In her book, The Search for Fulfillment, Susan Krauss Whitbourne discusses the views of Karen Horney. Horney was a psychoanalyst and author of the 1937 book The Neurotic Personality of Our Time. Whitbourne writes,

“[Horney] believed that true happiness involves tearing down the false self and allowing the real self to shine through. The false self is the one that tries to put on a proud face to the outside world to cover up our real feelings about who we are.”

So, can one feel happiness only if showing one’s true self to the world? Could one’s true self be happy hidden behind a public facade?

I read about how Viktor Frankl, in his book Man’s Search for Meaning, said something to the effect that our last freedom is the freedom to choose our attitude about our circumstances. Frankl wrote from the perspective of a survivor of the concentration camps in Germany during World War II who went on to work as a psychologist helping other survivors.

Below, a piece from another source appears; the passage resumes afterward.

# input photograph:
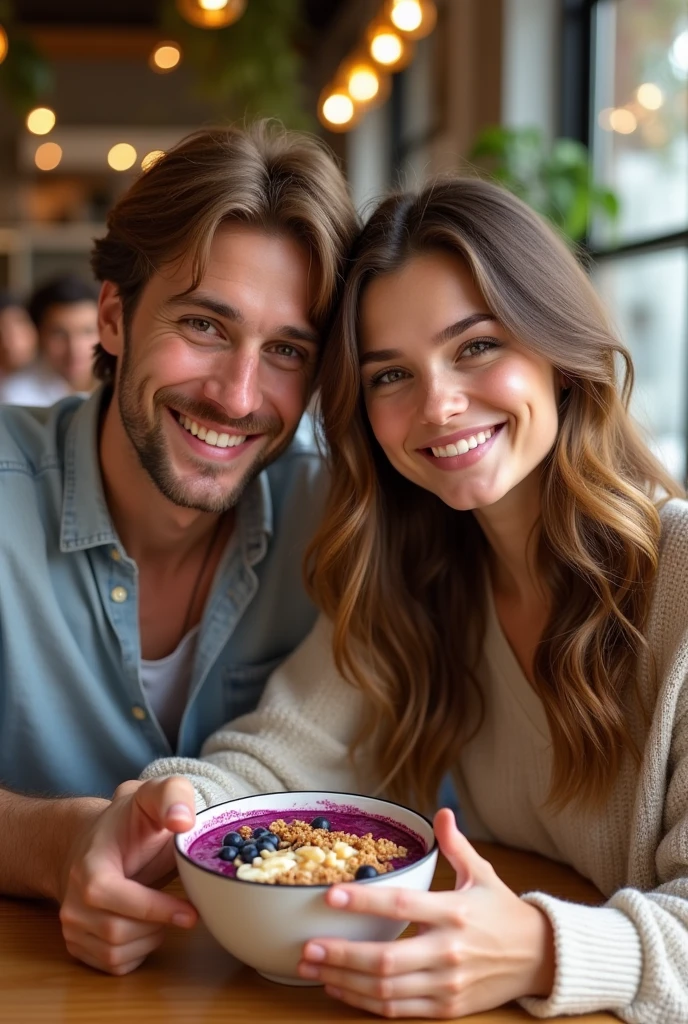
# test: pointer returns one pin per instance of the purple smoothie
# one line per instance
(205, 849)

I’ve not read the book, but what I’ve read about it seems to indicate that from Frankl’s perspective, the thing that keeps one real and alive in such horendous circumstances is keeping the ember of that true self within glowing depsite what’s going on outside. I could imagine that in some circumstances, one might choose to act in a certain way while still retaining their individuality and unique perception of the world inside. This would argue that what’s inside is the critical element of our happiness rather than what’s outside, whereas Horney’s definition suggests that the facade needs to be stripped away for one to be happy.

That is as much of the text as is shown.